Transducers: Middleware for Reducing Functions (Part 3)
This is a four-part series. You can find the parts here:
Welcome back. In our last episode, we got within spitting distance of “real” transducers. We saw how transducers are middleware wrapped around a reducing function. And we actually wrote some basic transducers.
In this episode, we’ll pull together some of the last bits and have
you writing real transducers that will work with Clojure’s standard
transduction functions (e.g., transduce
). We’ll cover the multiple
arities that reducing functions need to have. We’ll even write a
“stateful transducer” and learn why that’s an inaccurate name. Strap
in; we have a lot to get to and this is going to move fast.

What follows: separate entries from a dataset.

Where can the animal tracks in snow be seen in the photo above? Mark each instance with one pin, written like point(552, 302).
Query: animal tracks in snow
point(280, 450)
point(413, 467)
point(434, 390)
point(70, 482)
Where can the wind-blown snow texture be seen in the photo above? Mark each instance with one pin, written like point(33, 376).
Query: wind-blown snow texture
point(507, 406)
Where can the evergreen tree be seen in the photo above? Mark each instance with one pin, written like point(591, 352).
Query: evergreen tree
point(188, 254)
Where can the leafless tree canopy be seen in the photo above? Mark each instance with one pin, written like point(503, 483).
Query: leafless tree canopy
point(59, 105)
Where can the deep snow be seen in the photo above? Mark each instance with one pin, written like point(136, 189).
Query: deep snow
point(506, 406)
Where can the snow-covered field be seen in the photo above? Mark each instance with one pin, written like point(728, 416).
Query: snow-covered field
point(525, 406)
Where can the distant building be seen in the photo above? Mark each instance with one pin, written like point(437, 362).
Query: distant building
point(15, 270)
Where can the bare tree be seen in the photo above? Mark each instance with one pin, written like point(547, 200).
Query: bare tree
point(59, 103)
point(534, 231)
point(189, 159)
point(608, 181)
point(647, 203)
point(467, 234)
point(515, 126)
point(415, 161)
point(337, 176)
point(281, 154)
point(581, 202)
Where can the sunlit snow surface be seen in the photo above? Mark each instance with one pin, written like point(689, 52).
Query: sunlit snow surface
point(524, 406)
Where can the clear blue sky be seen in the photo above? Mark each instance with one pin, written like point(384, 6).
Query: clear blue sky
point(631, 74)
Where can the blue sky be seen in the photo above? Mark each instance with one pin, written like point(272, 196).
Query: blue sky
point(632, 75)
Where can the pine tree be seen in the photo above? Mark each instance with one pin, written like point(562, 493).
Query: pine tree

If you were paying attention during the last episode, you might have
noticed that our cc-xd
function looks a lot like Clojure’s
standard transduce
function.
user> (defn cc-xd [xf rf init coll]
(reduce (xf rf) init coll))
#'user/cc-xd
user> (doc transduce)
-------------------------
clojure.core/transduce
([xform f coll] [xform f init coll])
reduce with a transformation of f (xf). If init is not
supplied, (f) will be called to produce it. f should be a reducing
step function that accepts both 1 and 2 arguments, if it accepts
only 2 you can add the arity-1 with 'completing'. Returns the result
of applying (the transformed) xf to init and the first item in coll,
then applying xf to that result and the 2nd item, etc. If coll
contains no items, returns init and f is not called. Note that
certain transforms may inject or skip items.
nil
Both functions take the same arguments in the same order. There is
some difference in terminology, however. First, I use the term xf
where the doc-string uses xform
. The doc-string names the result of
applying xform
to rf
as xf
. Personally, I think the doc-string
is confusing and different official Clojure documentation about
transducers and different blogs use different argument names in
different spots. I think this overall inconsistency, coupled with the
functions-returning-anonymous-functions-that-return-anonymous-functions
nature of the problem, is part of the reason that folks have been so
confused about transducers.
So, I’ve tried to be consistent throughout this blog series:
- A reducing function is always named
rf
. - A transducer is always named
xf
. - Since transducers compose with
comp
, a stack of transducers is also a transducer and is namedxf
. - The result of applying a transducer to a reducing function is
another reducing function, so the result is named
rf
(if it’s actually given a name at all). - The names of the arguments to a reducing function are names
state
andinput
. - When we compose individual transducers together, I have called that a “transducer stack” to distinguish it from a single, atomic transducer.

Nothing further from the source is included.